Dr.Julie Holland worked in the busiest psych ER in New York for 9 years. She chronicled her patient cases and specifically how her work impacted her transformation and growth as a person. I heard Dr.Holland is a huge fan of TV medical dramas like "ER" when she was interviewed by NPR, and I felt her book was constructed very much like a medical drama. Except, instead of dealing with medical emergencies, she's dealing with the absolute dregs of society-the mentally ill tortured souls of New York. In fact, she humourously opened the book with one case where a man ran out naked through Times Square during one of his manic episodes. Of course she later explained naked men running through Time Square by itself is not all that atypical.
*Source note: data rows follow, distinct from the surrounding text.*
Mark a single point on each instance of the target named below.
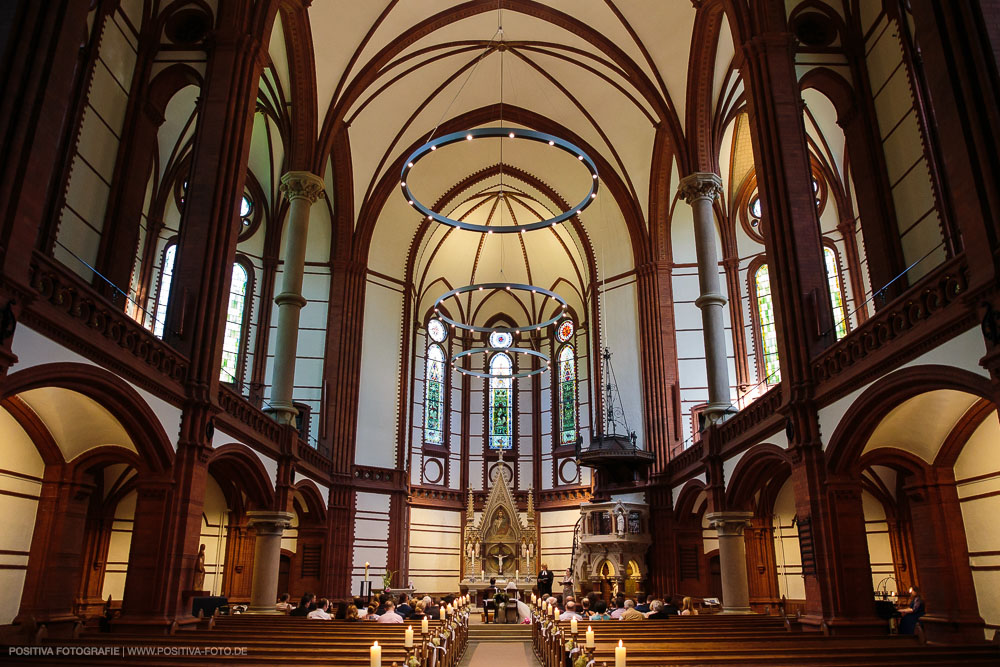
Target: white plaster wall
(20, 486)
(371, 537)
(379, 392)
(787, 557)
(116, 567)
(556, 529)
(435, 549)
(977, 476)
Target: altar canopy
(497, 544)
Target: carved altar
(498, 544)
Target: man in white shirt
(570, 612)
(390, 615)
(321, 610)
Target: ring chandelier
(506, 287)
(546, 362)
(511, 133)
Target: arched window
(766, 327)
(236, 316)
(163, 294)
(836, 291)
(567, 395)
(501, 401)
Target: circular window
(501, 339)
(564, 331)
(437, 330)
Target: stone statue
(198, 583)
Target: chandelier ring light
(546, 360)
(511, 133)
(505, 287)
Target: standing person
(912, 614)
(687, 608)
(545, 578)
(567, 583)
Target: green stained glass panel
(768, 328)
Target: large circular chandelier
(502, 132)
(507, 287)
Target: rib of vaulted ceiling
(637, 84)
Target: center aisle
(491, 645)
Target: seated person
(911, 615)
(570, 612)
(305, 606)
(630, 613)
(619, 609)
(321, 610)
(656, 611)
(600, 612)
(418, 612)
(390, 615)
(403, 608)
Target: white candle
(619, 655)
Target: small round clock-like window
(437, 330)
(501, 339)
(565, 331)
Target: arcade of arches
(217, 320)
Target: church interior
(689, 298)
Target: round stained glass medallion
(501, 339)
(564, 331)
(437, 330)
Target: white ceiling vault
(611, 76)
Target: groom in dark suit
(545, 578)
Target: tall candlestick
(619, 655)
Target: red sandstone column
(269, 526)
(942, 561)
(732, 559)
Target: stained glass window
(768, 328)
(836, 294)
(501, 402)
(567, 395)
(564, 331)
(434, 395)
(233, 337)
(437, 330)
(166, 274)
(501, 339)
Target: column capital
(302, 185)
(729, 524)
(269, 523)
(700, 185)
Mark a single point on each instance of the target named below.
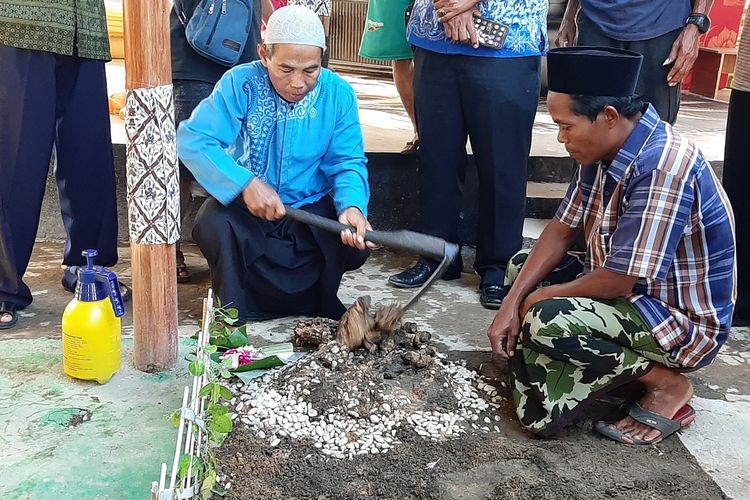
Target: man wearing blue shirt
(490, 95)
(279, 131)
(666, 33)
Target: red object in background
(725, 24)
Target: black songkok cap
(593, 71)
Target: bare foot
(667, 391)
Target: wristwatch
(701, 21)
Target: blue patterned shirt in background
(659, 213)
(527, 36)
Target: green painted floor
(119, 437)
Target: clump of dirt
(405, 421)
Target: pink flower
(242, 356)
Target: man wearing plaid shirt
(655, 292)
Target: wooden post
(153, 182)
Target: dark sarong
(273, 269)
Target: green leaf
(206, 389)
(175, 418)
(215, 410)
(221, 423)
(184, 463)
(196, 368)
(225, 393)
(237, 339)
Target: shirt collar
(634, 143)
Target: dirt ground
(505, 463)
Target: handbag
(218, 29)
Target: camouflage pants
(572, 349)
I was actually quite surprised by how much skills I picked up from her. She gave detailed accounts of the patients at Bellevue and how they were psychiatrically stabilized, often describing particular medications she would use. She also gave little tips and clues, for instance how to tell if someone is on true cocaine withdrawal, etc. that I found useful and applicable for my profession. I dog-eared pages that I learned from and was surprised to find many pages dog-eared by the time I finished reading.

I only gave the book 3 stars (3.5 stars would be more appropriate) mainly b/c I had a really difficult time relating to her as a person. I can't recall the last book I've read where I actually was not sympathetic to the main character. Most authors would paint themselves in the best of light, or at least explain their weakness in a way that evokes the reader's empathy, but Holland is almost too honest--but not in a good way. For instance, she described one of her clerkship year as the year where she bedded multiple surgical residents and attendings, and boastfully added that she had a "steamy affair" with a married anesthesiologist?(can't remember the guy's specialty). Most people would not describe their extra-marital affairs as steamy, some remorse or acknowledgement of guilt usually accompanies admissions of affairs, but not Holland. This is also placed in context of her other seemingly heartless treatments/comments of patients (one time she described a patient's suicidal attempt by jumping out of a window as like a cartoon character slipping out through the window without breaking glass). At times she reminds me of what Jennifer Aniston once said of Brad Pitt, "I think he's missing a sensitivity chip." Holland seems to be missing the same chip, which is ironic for someone in this field.

Overall, a good read and especially interesting if you're in mental health care.